Mapping of numerous disease-associated expression polymorphisms in primary peripheral blood CD4+ lymphocytes

Affiliations

Mapping of numerous disease-associated expression polymorphisms in primary peripheral blood CD4+ lymphocytes

Amy Murphy et al. Hum Mol Genet. .

Abstract

Genome-wide association studies of human gene expression promise to identify functional regulatory genetic variation that contributes to phenotypic diversity. However, it is unclear how useful this approach will be for the identification of disease-susceptibility variants. We generated gene expression profiles for 22 184 mRNA transcripts using RNA derived from peripheral blood CD4+ lymphocytes, and genome-wide genotype data for 516 512 autosomal markers in 200 subjects.

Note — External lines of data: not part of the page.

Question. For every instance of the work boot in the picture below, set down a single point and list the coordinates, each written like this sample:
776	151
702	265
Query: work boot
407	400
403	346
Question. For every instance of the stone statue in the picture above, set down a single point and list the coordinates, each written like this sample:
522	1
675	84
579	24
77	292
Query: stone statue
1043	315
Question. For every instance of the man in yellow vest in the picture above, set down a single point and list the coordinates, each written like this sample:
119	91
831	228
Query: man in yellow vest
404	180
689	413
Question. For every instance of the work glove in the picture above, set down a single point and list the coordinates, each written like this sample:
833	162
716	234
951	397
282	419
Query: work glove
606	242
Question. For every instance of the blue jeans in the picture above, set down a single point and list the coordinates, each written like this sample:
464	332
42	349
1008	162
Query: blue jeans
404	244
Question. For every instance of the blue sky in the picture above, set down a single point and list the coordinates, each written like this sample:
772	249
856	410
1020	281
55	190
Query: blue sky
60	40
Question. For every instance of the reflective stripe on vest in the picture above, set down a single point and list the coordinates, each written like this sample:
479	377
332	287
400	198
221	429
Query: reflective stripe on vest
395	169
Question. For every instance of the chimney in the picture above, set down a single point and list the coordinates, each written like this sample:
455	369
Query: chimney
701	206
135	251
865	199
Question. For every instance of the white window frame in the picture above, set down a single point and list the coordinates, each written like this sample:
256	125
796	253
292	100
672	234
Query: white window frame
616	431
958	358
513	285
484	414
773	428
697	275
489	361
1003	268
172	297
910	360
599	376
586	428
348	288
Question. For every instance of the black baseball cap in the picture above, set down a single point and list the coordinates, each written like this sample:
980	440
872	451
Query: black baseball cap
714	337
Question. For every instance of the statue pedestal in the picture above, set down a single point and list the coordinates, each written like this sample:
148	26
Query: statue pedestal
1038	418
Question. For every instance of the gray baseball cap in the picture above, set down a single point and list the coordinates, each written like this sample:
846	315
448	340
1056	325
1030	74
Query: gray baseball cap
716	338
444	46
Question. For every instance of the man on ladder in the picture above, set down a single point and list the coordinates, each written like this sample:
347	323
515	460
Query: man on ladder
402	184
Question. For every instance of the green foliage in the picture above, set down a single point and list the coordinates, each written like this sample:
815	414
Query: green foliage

We screened for cis-acting variants by testing variants mapping within 50 kb of expressed transcripts for association with transcript abundance using generalized linear models. Significant associations were identified for 1585 genes at a false discovery rate of 0.05 (corresponding to P-values ranging from 1 × 10(-91) to 7 × 10(-4)). Importantly, we identified evidence of regulatory variation for 119 previously mapped disease genes, including 24 examples where the variant with the strongest evidence of disease-association demonstrates strong association with specific transcript abundance. The prevalence of cis-acting variants among disease-associated genes was 63% higher than the genome-wide rate in our data set (P = 6.41 × 10(-6)), and although many of the implicated loci were associated with immune-related diseases (including asthma, connective tissue disorders and inflammatory bowel disease), associations with genes implicated in non-immune-related diseases including lipid profiles, anthropomorphic measurements, cancer and neurologic disease were also observed. Genetic variants that confer inter-individual differences in gene expression represent an important subset of variants that contribute to disease susceptibility. Population-based integrative genetic approaches can help identify such variation and enhance our understanding of the genetic basis of complex traits.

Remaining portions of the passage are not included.